Ook woonde er een weduwe met een al wat oudere dochter, die verkering kreeg. Haar vriend kwam haar ’s zondags ophalen om naar de kerk te gaan. Haar moeder zwaaide haar dan uit en stak ook een vinger op naar hem, waarop mijn moeder altijd zei: „Jacob doe je wel voorzichtig en let je goed op Louise?” En zo waren er dagelijks vele taferelen te zien.
In deze flats woonden veel jonge mensen met kinderen. Mijn broer en ik waren toen we er kwamen wonen 10 en 13 jaar oud. De flats aan het Copernicusplein waren het eerste klaar.
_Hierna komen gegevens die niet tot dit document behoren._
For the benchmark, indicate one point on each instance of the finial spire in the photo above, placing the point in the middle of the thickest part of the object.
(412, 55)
In de zomer speelden we graag op het bouwterrein van de volgende flats (toen Galileïplein en Ptolemaeusplein), in de weilanden en in het bos van kreupelhout dat daar weer achter lag.
In de jaren zestig stonden er bij ons op het plein nog maar drie auto’s. Twee auto’s waren van handelsreizigers en de derde was van een chauffeur die voor begrafenisondernemer Tap reed en de auto daarnaast als taxi gebruikte. Verder stond er één vrachtwagen op ons plein. Ik herinner me nog goed dat in augustus 1963 het veertigjarig bestaan van de Wijkvereniging Tuindorp (nu VVSO WVT) werd gevierd.
Daarvoor hadden een aantal mensen bij ons uit de flat, onder wie mijn moeder, geld opgehaald bij de andere bewoners om het plein te kunnen versieren met palen en verlichtingssnoeren. Een week voor de viering werd er een grote tent opgezet. Mijn broer en ik zijn daarbij gaan helpen en we waren ook actief betrokken bij diverse festiviteiten in de tent.
Onze ijver viel de toenmalige voorzitter van WVT, Gerrit van Tuyl, op en hij vroeg ons of wij mee wilden helpen aan het nieuw te bouwen clubhuis van de vereniging. In het voorjaar van 1964 zijn wij met nog meer vrijwilligers aan die klus begonnen. Elke avond en iedere zaterdag waren we druk bezig met de bouw van het nieuwe onderkomen, dat in september 1965 gereed kwam. De enige betaalde kracht was de metselaar.
Wij hebben er veel van geleerd en er in ons latere leven veel aan gehad. Na vele jaren met genoegen gewoond te hebben op het Copernicusplein zijn wij verhuisd naar een nieuwbouwwoning. De ruimte in de flat werd te klein voor een gezin met vijf personen.